Parrish, who is a resident of River Grove in east Tampa, Florida, is also accused of hitting several stores in his home state, including Orlando, Boca Raton, Wellington, and the Brandon location twice.
The authorization code scam is breathtakingly simple.
Here’s how it works: Parrish allegedly visited Apple Stores and tried to buy products with four different debit cards, which were all closed by his respective financial institutions. When his debit card was inevitably declined by the Apple Store, he would protest and offer to call his bank — except, he wasn’t really calling his bank.

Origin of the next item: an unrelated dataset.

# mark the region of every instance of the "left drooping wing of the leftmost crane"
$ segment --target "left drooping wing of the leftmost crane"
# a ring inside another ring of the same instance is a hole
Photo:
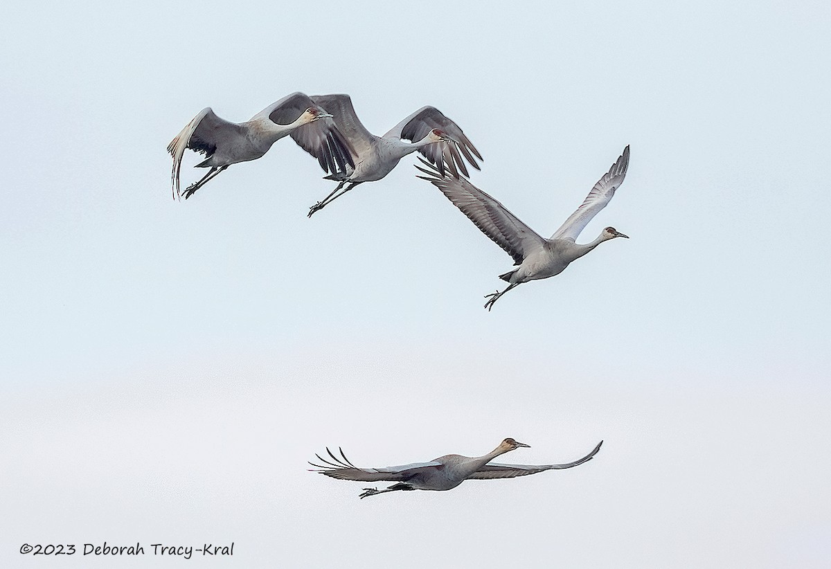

So, the complaint says, he would offer the Apple Store employees a fake authorization code with a certain number of digits, which is normally provided by credit card issuers to create a record of the credit or debit override. (Business Insider, like the Tampa Bay Times, refuses to publish the number of digits “so as not to inspire anyone.”)
But that’s the problem with this system: as long as the number of digits is correct, the override code itself doesn’t matter.
“It does not actually matter what code the merchant types into the terminal,” the U.S. Attorney’s Office in New Jersey said publicly after a similar case occurred there in February. “Any combination of digits will override the denial.”